François Robichon de la Guérinière

Wie gern würden wir hier eine Grammangabe haben, die uns auch genau sagt, wie viel wir in der Hand haben sollen/ dürfen. 

Dupaty de Clam und die Anlehnung

„Die Faust des Reiters trägt nichts als das Gewicht der Zügel und die geringste Bewegung reicht zu, dem Pferde einen Wink zu geben, auf den es in guter Ordnung gehorchen kann…aber so angenehm diese Anlehnung auch ist, so hat sie diese Unbequemlichkeit, dass sie eine große Aufmerksamkeit und Leichtigkeit in der Faust des Reiters erfordert“. 

Dupaty de Clam

Die Hand bzw. die Handeinwirkung ist daher eine große Sorge für den Reiter. Wir möchten ja schließlich nicht zuviel in der Hand haben. Aber eben auch nicht zu wenig – denn es gibt natürlich auch falsche Leichtigkeit, wenn das Pferd nicht zur nachgiebigen Hand sucht. 

Anlehnung – eine unbe“greif“bare Sache?

Was wir in jedem Fall feststellen – so schwierig der Begriff Anlehnung auch ist – es ist eine Sache der Passivität, der Führung zwischen den Zügeln und leider nichts, was der Reiter herstellen kann. Anlehnung lässt sich auch nicht durch die Auswahl eines entsprechenden Gebisses realistisch herstellen – wenn wir den Grundsatz befolgen, dass sich Kopf und Hals zuletzt formen dürfen, dann darf Anlehnung grundsätzlich immer entstehen. Sie wird nicht handgemacht von uns. 
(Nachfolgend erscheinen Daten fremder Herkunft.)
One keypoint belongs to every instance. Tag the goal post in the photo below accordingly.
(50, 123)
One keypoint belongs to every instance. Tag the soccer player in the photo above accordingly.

Friedrich von Krane und die Anlehnung

„Ein Pferd, bei dem die Schnelligkeit der Rumpfbewegung mit der Aktion der Beine in voller Übereinstimmung steht dessen Hals sich in der vom Reiter begehrten Zusammenstellung zu tragen vermag, welches weder den Einwirkungen des Gebisses aktiv widerstrebt noch dieselben flieht, ein solches Pferd wird die Hand des Reiters eine gewisse Belastung fühlen lassen, durch welche eine fortwährende Verbindung zwischen dem Maul des Pferdes und der Hand des Reiters erhalten wird. Diese Belastung der Hand nennen wir die „Anlehnung“. Die Anlehnung wird je nach der Versammlung des Pferdes eine stärkere oder schwächere, solange das Pferd sich aber innerhalb derselben Versammlung befindet von gleichmässiger Stärke sein. Je höher die Versammlung des Pferdes, je geringer seine Neigung ist, desto feiner wird die Anlehnung, je geringer die Versammlung, je größer die Neigung in den Gang ist, umso stärker wird die Anlehnung. Da nicht die Gangart, sondern das Tempo der Gangart über den Grad der Versammlung entscheidet, so wird auch vom Tempo, nicht von der Gangart die Stärke der Anlehnung anging sein. Von einem Pferde, das sich in richtiger Anlehnung fortbewegt, sagt man: Das Pferd steht am Zügel“

F von Krane

Ein ganz wichtiger Beitrag von Friedrich von Krane. Erstens wird in diesem Absatz klar, dass sich Anlehnung tatsächlich entwickeln darf. Er gibt uns auch den Merksatz mit, dass sich Anlehnung je nach Versammlungsgrad verändern darf. Habe ich in meinem reiterlichen Werdegang die Erfahrung gemacht, dass Pferde absichtlich auf die Hand geritten wurden (obwohl ich jedem Reiter in Abrede stellen möchte, dass so eine Tonne Gewicht in der Hand wahrlich nicht bequem sein kann, weder für Pferd noch für den Reiter) gibt es auch eine andere Fraktion – Leichtigkeit um jeden Preis und das Pferd unbedingt ohne alles in einer bestimmten Form reiten. 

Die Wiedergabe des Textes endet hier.